My move to Maine from Florida was indeed a knee-jerk reaction, and one that brought with it an inherent dichotomy that I straddled awkwardly. What remained constant in my life was my affinity for the law. This passion for fighting crime and solving cases ranging from petty theft to first-degree murder was what bolstered me through all lows. In the short time I had been in Maine, I had seen the crime rate change dramatically. Although the downeast coastal villages were quaint, sleepy havens where tourists enjoyed tranquillity and lobster rolls, there had been an explosion of drug use and overdoses among the young population of year-round residents. Meth labs were being discovered weekly, and synthetic opioids had become the new heroin. I had cut my law enforcement teeth in the era of the War on Drugs in Miami, the highest drug trafficking area in the Continental US. The older folks who live here are shocked by the seemingly rabid increase in drug-related topics in their local newscasts and print. But when you see young people harvesting a very abundant and lucrative resource like the Maine lobster, it was just a matter of time before the drug lords would tap into that cache. Timing may indeed be everything. Or is it location, location, location? Time and place. I was in the right place at the right time to make a difference, I thought.
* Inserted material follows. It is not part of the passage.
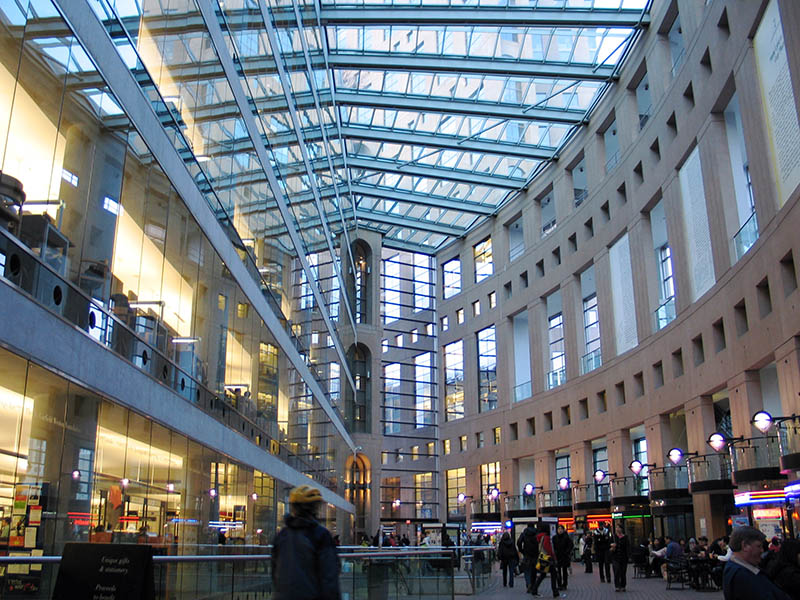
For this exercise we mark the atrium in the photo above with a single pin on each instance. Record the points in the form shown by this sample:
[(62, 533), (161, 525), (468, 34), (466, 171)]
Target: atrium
[(465, 264)]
When I was able to pry the driver’s-side door of the Duster open wide enough to squeeze in, I did. Three pumps on the gas pedal with a foot clad in the requisite, insulated L.L.Bean boot, a twist of the key in the ignition, and “Vroom,” off she went—purring contentedly. I hated wasting gas, but thought it might be okay to let the engine idle while I dug out the back tires and dished out a couple of wheel wells behind them and out to the main road. The price of gasoline in Down East Maine was all the motivation I needed to throw snow with a real hustle. Just as I was finishing the job, the phone inside the house rang, piercing the stillness of the icy air. I leaned the shovel against the rear bumper and started toward the house. One ring later, the phone stopped. Two rings and a hang-up was the code I had worked out with my boss at Marine Safety Consultants, Mr. Dubois, and was my signal to call him back pronto.
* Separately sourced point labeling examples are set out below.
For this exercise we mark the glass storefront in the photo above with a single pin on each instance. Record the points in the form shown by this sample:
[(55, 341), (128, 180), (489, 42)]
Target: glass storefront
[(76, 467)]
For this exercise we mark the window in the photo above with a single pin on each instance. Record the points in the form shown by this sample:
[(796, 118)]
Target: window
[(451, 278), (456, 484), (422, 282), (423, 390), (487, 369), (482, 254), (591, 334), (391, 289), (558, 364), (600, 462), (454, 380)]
Cell phones are all but useless in this particular nook of coast, so my personal calls all come through a “party line” that I share with the Vickersons. The code was worked out in an attempt to gain a bit of privacy. At first, Mr. and Mrs. V had been discreet about listening in on my calls. But once the cat was out of the bag, rather than stop doing it, they became more blatantly nosy—even jumping into conversations to offer opinions. Most of my first-time callers end up saying “Who the hell is that?” before the end of the conversation. I then have to be polite and introduce whichever one of my octogenarian landlords happened to be near the phone when it rang. At the start it was disconcerting, then it really began to piss me off. Now, I laugh. And of course outsmart them.
Torn between allowing the Duster to remain running and thus climbing into a toasty warm car and shutting it off to feed my frugality, I opted for frugality. Besides saving gas, I needed to toughen up, I thought as I made my way back to the house. Carefully closing the door behind me so as not to wake my landlords, I brushed snow from the bottom of my pant legs, which were frozen stiff, and pulled my feet from my insulated “Beanies” with the lobster claw boot jack. Yup, The Lobster Trappe sold anything and everything lobster related. There were lobster trap birdhouses, lobster beanbags, lobster coloring books, lobster corkscrews … Well, you get the picture. The shop was now in its off-season, so the Vickersons were busy researching new items to add to their inventory, which led to many interesting conversations at their dinner table, where I had an open invitation to be any night at 7:30—five o’clock if I wanted cocktails. I tiptoed my wool socks across the shop and started up the stairs to my apartment. Halfway up, the door below that connected to the main house opened and I heard a very cheery, “Good morning, Janey!”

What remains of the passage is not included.